The Sith always turn on each other; we’ve already seen how even an apprentice can turn on their own acolyte not more than two episodes back when Dooku leaves his up-and-coming student Asajj to die. Under his Master’s instruction, Dooku knows he can find someone better for their purposes through-and-through. So it is that when Maul’s tribal brother, (“Sah-vajj”), arrives on scene, secretly manipulated by Asajj, seeking her own apprentice for revenge against her former master Dooku, we are led to the inevitable showdown on all sides that provides the most captivating lightsaber duel yet revealed on The Clone Wars. This duel between three very sympathetic villains – Dooku, Asajj, and Savage, in the confines of a shuttle, provides quite a bit of wonder for the action and interplay as they each struggle for dominance in the case of Asajj and Dooku, and simply to be left alone to a life of freedom in the case of the allusive Frankenstein’s creation, Savage Opress, having been betrayed by his former masters.
What do you think? Is this shocking revelation to Savage via Mother Talzin at the story arc’s end that Maul is indeed alive and hiding in the exile of the Outer Rim territories the game-changer that the most casual of Star Wars fans will need in order to see the dramatic possibilities within this series? It’s already the highest-watched series in Cartoon Network history, with a very sizable repeat audience of adults and children alike; and IGN even included it in their list of 100 Greatest Animated Series of All Time back when it was only a half season old.

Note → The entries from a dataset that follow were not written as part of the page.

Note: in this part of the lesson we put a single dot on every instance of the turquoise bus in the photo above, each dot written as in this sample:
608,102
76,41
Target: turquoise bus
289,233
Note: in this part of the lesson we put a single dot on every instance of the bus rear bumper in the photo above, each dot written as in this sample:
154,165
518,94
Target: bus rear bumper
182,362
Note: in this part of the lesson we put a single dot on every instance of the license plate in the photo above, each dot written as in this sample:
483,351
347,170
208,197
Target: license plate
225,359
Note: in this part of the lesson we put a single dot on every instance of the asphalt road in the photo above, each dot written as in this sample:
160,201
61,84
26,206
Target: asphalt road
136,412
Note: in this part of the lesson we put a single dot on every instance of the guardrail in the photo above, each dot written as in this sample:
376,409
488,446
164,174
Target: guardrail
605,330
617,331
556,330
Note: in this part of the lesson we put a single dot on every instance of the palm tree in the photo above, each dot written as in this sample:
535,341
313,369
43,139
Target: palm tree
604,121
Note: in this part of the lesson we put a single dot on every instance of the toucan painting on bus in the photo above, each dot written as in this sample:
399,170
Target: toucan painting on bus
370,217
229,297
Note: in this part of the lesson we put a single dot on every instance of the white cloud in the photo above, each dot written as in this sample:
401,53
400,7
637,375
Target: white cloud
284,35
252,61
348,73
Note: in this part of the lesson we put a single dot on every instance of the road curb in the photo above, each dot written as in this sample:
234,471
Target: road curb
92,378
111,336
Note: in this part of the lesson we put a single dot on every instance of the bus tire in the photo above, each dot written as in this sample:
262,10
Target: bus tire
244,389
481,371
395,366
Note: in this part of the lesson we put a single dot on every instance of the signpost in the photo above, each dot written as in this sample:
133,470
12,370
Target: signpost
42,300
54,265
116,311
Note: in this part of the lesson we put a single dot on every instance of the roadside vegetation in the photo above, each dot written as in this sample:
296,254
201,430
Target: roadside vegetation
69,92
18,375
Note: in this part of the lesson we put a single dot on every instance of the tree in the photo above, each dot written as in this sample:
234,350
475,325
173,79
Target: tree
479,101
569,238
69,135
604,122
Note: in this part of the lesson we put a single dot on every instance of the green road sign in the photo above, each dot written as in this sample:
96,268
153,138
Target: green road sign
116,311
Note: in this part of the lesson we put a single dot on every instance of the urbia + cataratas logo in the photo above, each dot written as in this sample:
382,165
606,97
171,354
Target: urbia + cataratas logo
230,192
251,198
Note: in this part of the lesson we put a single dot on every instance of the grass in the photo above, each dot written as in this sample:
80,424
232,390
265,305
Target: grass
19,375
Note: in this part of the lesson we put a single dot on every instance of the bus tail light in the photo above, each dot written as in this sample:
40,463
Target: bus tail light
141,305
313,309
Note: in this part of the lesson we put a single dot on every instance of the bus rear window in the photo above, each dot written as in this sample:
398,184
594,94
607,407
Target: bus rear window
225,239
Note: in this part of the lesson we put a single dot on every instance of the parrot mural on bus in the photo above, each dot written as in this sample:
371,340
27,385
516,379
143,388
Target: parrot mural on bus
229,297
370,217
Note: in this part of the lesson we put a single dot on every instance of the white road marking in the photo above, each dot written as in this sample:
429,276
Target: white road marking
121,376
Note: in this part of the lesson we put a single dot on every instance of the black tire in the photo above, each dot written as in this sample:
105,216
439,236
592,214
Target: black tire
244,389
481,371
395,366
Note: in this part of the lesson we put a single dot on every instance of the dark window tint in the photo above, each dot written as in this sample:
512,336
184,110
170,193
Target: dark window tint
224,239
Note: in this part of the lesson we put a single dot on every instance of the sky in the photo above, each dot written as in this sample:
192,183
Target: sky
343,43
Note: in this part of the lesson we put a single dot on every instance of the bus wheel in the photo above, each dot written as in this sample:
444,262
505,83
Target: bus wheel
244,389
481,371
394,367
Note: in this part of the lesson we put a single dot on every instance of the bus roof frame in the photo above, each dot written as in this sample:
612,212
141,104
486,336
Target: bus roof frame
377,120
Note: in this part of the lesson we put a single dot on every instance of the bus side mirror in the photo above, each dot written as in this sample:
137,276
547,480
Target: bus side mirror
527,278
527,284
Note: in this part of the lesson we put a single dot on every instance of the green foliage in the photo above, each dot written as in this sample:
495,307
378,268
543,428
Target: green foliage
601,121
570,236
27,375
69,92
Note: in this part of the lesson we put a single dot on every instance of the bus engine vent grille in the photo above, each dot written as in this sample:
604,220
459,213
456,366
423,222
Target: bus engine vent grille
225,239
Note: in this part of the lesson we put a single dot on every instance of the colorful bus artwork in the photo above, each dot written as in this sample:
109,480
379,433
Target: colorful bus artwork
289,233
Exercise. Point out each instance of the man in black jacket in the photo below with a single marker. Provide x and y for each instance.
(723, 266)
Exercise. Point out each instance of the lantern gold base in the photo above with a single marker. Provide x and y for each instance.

But one can imagine that as the show dusts off its beginning framework and steps up the game by changing the way we perceive all six of the live-action films, by expanding and filling in the gaps, this series becomes so much more indispensable, and exciting, the further it goes. After all, you probably laughed upon first hearing that Anakin had a Padawan during the offscreen Clone Wars; but by now most people see the natural fit of it so well complementing the later Anakin we know, that it makes his actions, reactions, and downfall all the more tragic.
Be sure to tune in to Cartoon Network at The Clone Wars’ new time slot of 8:30 PM Eastern/Central/Pacific time, or catch the episodes soon after, streaming for a limited time on starwars.com, cartoonnetwork.com, or for individual purchase on iTunes. And if you’re doing what I’m doing, buy all three parts of the trilogy and edit them together, minus end credits on the first two episodes, and minus the opening newsreel on last two, and you’ll be able to recreate the feature-length trilogy as seen in limited theatrical screenings last December; burn it and show it to as many of your most-jaded friends as possible – you’ll make a believer out of them with this set!